In the Gulf Cooperation Council economies, where state-backed conglomerates and sovereign wealth funds have ploughed capital into digital transformation initiatives, a dangerous complacency is creeping into legacy software operators. Speaking with regional technology leaders echoes a consistent refrain: “We are the system of record, we are safe.” On the surface, this holds analytical merit—replacing core enterprise resource planning or financial management platforms remains a daunting, multi-year proposition for even the most ambitious organisations.
The security of incumbency, however, masks a subtler vulnerability. While core revenue streams remain intact, the locus of IT spend growth is rapidly migrating. Chief information officers across the Middle East are reallocating budgets towards AI agents, autonomous workflows, and embedded intelligence layers. In markets like the UAE and Saudi Arabia, where Vision 2030 and digital-first policies accelerate modernisation, incremental IT spending—when not embedded in existing platforms—is flowing around traditional providers rather than through them.
Historical SaaS growth models, predicated on land-and-expand seat deployment, are losing potency as headcounts in many GCC enterprises stabilise or contract.
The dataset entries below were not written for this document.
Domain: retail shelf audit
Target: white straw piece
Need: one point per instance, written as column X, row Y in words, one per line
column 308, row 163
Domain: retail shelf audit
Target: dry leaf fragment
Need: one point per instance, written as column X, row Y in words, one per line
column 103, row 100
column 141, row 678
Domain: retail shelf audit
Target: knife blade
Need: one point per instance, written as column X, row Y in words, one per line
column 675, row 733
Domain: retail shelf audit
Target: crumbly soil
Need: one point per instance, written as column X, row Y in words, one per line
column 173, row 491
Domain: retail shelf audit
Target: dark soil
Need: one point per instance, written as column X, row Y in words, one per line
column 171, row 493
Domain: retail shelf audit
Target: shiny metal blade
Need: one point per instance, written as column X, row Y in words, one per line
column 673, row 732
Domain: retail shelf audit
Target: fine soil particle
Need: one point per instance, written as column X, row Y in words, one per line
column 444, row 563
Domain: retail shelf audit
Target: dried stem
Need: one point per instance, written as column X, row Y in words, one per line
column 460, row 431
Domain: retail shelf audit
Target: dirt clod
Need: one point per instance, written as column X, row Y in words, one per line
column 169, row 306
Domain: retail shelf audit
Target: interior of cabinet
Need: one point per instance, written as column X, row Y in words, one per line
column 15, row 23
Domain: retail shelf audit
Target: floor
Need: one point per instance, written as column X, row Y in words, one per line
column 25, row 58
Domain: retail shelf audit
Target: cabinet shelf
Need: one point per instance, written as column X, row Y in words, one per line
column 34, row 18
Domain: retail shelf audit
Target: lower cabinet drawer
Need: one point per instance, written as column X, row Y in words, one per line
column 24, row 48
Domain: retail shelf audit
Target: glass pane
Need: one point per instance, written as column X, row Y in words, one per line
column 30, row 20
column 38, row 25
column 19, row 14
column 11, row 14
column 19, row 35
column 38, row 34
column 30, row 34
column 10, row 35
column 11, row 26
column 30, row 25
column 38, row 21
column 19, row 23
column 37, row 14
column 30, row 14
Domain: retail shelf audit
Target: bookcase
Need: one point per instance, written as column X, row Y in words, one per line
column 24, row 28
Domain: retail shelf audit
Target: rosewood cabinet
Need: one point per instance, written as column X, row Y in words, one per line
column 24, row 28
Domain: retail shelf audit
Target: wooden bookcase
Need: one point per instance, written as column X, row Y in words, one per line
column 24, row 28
Expansion now stems from deploying AI agents—software entities that handle operational workloads previously borne by human hires. If incumbent providers fail to control those autonomous layers, they are reduced to a commoditised data substrate, vulnerable to the same downward pressure that traditional infrastructure has faced.
Within the region, proactive incumbents provide instructive contrast. Entities akin to ServiceNow are building AI agent capabilities natively, ensuring workflow orchestration and value creation remain tethered to their software. Similarly, Salesforce’s Agentforce initiative reflects awareness that ceding the AI layer risks relegation to a data repository. However, not all incumbents demonstrate comparable urgency. In labour-intensive verticals provided dominant by established players slow rollout of AI offerings risks leaving them dependent on third-party agent platforms that intermediate customer relationships.
Where this dynamic becomes financially profound is in the erosion of incremental growth potential. A regional operator generating half a billion dollars in recurring revenue with five-per-cent net expansion will find growth momentum quickly overwhelmed by AI-native challengers capable of compounding at triple-digit annual rates. Low churn, absent growth, may preserve cash flows in the short term, yet it seeds longer-term competitive displacement.
The advanced actors in this transition are compiling AI agents in-house rather than via partnerships, pricing them as distinct, incremental product lines, and pressing ahead before the market reaches perfection—knowing that speed-of-delivery dictates ownership of the workflow layer. In a region witnessing sovereign investment in AI sovereign data centres and AI-focused precincts, local providers must either command the agent layer themselves or risk seeing the value chain captured by vertically integrated global players. Low churn, without growth, is not safety—it is a slow fade.